Device plugin does not detect new or updated VF resources, must kill Pod or redeploy

xagent003 commented 4 years ago

The device plugin only detects device info as a one shot when it starts up. VFs need to be created and drivers bound (if using something besides default kernel driver) BEFORE we create the sriov device-plugin's ConfigMap and spin up the device-plugin daemonset. I accidentally did it other way around, and did not see the device plugin discovering the newly created resource. The capacity/allocatable was reported as zero.

Only way to fix this was to kill each pod (easier to just kubectl delete the daemonset, then re-apply)
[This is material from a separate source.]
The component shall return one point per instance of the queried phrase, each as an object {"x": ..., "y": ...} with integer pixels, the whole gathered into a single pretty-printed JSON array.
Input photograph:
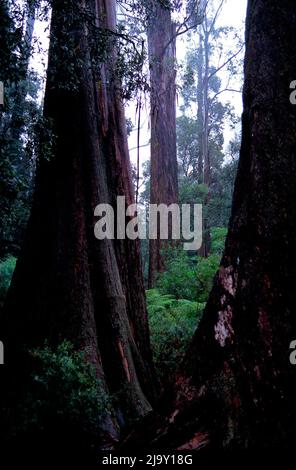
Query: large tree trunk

IMO, it should periodically monitor devices under its ConfigMap.

There may be cases where the VFs created under a NIC change.

Also, it doesn't place a strict requirement on the workflow of node configuration. We can spin up the DevicePlugin and its configMap, and configure the host networking later, as in my case where I deployed multus/sriov/deviceplugin, then realized I forgot to actually write to the "sriov_numvfs" file.
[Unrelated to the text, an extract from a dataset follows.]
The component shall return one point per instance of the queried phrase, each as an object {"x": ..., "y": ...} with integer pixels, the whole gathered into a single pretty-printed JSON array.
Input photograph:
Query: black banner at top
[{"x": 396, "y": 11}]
adrianchiris commented 4 years ago

I would say there are cases that need to be handled:

node state has changed (driver bound, sriov created) that caused change to a resource
config map changed

Today in both cases a restart to device plugin is required to properly report updated resources to kubelet. im +1 on adding support for it.
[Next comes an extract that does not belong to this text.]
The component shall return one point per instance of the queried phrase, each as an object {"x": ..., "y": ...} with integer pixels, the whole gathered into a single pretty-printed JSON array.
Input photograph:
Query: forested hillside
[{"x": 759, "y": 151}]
@zshi-redhat having a periodic monitor for 1 and 2 and updating sriov device plugin resources when needed would also benefit sriov-network-operator which today restarts (delete pods of) sriov device plugin on configuration change WDTY ?

amorenoz commented 4 years ago

How would we handle already allocated resources?

adrianchiris commented 4 years ago

@amorenoz can you elaborate ? you mean keep the IDs of existing devices?

amorenoz commented 4 years ago

@adrianchiris I mean the Device Plugin does not know which of its resources has already been allocated to pods. It is called on Allocate() but not on pod teardown. This may make handling of some changes challenging, e.g: A configMap change removes an allocated resource A configMap change modifies the way an allocated device is exposed (e.g: rdma, vdpa, vhost-net, etc), but the device (and it's information file) is already being used. A configMap change moves a device to a different pool which the pod that is currently using the device is not entitled to use.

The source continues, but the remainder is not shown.